Die Stärkung von Netzwerken in Übersee ist sicherlich sinnvoll, wird aber die Kooperation mit der EU nicht ersetzen können, besonders bei Projekten zu Verkehr und Mobilität. «Wir könnten das ‹AVENUE›-Projekt nicht mit anderen Partnern durchführen», sagt Konstantas. «In Europa haben wir eine ähnliche Mobilitätskultur, die sich von der in den USA oder Asien unterscheidet; auch die Probleme und Lösungen unterscheiden sich.»
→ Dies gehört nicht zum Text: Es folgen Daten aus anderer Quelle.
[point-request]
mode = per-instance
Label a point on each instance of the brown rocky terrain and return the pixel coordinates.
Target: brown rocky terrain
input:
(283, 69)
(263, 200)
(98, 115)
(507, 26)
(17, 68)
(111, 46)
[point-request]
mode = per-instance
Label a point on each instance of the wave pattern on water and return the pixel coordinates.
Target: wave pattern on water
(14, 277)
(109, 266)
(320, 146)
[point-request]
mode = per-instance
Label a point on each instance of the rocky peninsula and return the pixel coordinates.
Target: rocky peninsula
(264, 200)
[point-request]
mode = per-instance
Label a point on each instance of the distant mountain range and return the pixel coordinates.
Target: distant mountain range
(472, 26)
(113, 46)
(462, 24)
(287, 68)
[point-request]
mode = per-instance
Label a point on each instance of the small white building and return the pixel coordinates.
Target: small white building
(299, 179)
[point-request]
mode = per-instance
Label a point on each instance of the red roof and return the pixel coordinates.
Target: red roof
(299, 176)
Mehr als 5000 Wissenschaftler:innen in ganz Europa drängen nun auf eine Fortsetzung der Zusammenarbeit. Sie haben die Kampagne «Stick to Science»Externer Link unterzeichnet, die trotz anhaltender politischer Auseinandersetzungen rasche Assoziierungsabkommen im Rahmen von Horizon Europe sowohl für die Schweiz als auch für Grossbritannien fordert. Die Kampagne weist darauf hin, dass Europa das Engagement und die wissenschaftlichen Beiträge starker, forschungsorientierter Staaten benötigt.
Doch seit dem Ende der Gespräche zwischen der Schweiz und der EU sind die Beziehungen noch komplizierter geworden. Der Bundesrat will nun die bestehenden Verträge neu verhandeln und dabei mit den dringlichsten beginnen, darunter die volle Assoziierung der Schweiz in der Forschung.
Sondierungsgespräche mit der EU über das neue Konzept haben kürzlich begonnen. Eine rasche Lösung für die Wiederintegration der Schweiz in Horizon scheint aber unwahrscheinlich.
Swissuniversities fordert, dass die Schweiz so schnell wie möglich wieder an Horizon Europe angebunden wird. Die Wirtschaft, die Innovation und die Forschung in der Schweiz boomen, sagt Flückiger. Längerfristig gehe es aber um viel mehr. «Es geht um die Lebensqualität in der Schweiz: Gesundheit, Bildung, Arbeitsplätze und Fortschritte in Richtung nachhaltige Entwicklung», sagt er.